London calling to the faraway towns
Now war is declared – and battle come down
London calling to the underworld
Come out of the cupboard, you boys and girls

 

But the best example of the contrast between the song about travel and place in England, and American comes from Paul Simon, from the same period of his career, 1964.

 

Paul Simon spent quite a lot of time in the mid 60s living and working in England. First he lived in London, then Brentwood in Essex, a town I know well.  He went out with a local girl, Kathy Chitty, and wrote several songs about her. I have been to gigs, seen my friends perform at the same folk clubs where he played. He wrote Homeward Bound during, or inspired by, a train journey from the North West of England back south and Widnes Station claims to be the station in question.

 

I’m sittin’ in the railway station
Got a ticket for my destination
On a tour of one night stands
My suitcase and guitar in hand
And every stop is neatly planned
For a poet and a one man band

Homeward bound
I wish I was
Homeward bound
Home, where my thought’s escaping
Home, where my music’s playing
Home, where my love lies waiting
Silently for me

 

I’m sitting on Widnes BR Station doesn’t sound right. In or on? We say on. Then he wrote this, whether about a real or an imaginary journey in America with Kathy I don’t know.

 

“Let us be lovers we’ll marry our fortunes together”
“I’ve got some real estate here in my bag”
So we bought a pack of cigarettes and Mrs. Wagner pies
And we walked off to look for America

“Kathy,” I said as we boarded a Greyhound in Pittsburgh
“Michigan seems like a dream to me now”
It took me four days to hitchhike from Saginaw
I’ve gone to look for America

Laughing on the bus
Playing games with the faces
She said the man in the gabardine suit was a spy
I said “Be careful his bowtie is really a camera”
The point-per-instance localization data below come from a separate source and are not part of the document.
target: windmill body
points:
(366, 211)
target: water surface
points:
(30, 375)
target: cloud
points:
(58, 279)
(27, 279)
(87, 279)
“Toss me a cigarette, I think there’s one in my raincoat”
“We smoked the last one an hour ago”
So I looked at the scenery, she read her magazine
And the moon rose over an open field

“Kathy, I’m lost,” I said, though I knew she was sleeping
I’m empty and aching and I don’t know why
Counting the cars on the New Jersey Turnpike
They’ve all gone to look for America
All gone to look for America
All gone to look for America

 

“It took me four days to hitchhike from Saginaw” The English equivalent, “Took me 3 hours to get off the Accrington Ring Road” doesn’t seem quite right either.  It just does not work. Greyhound Buses are not National Express coaches. National Express only inspires bad novelty records.  British Rail, post age of steam, post privatisation, doesn’t even merit that.

 

But the tunes are all good. And we can dream.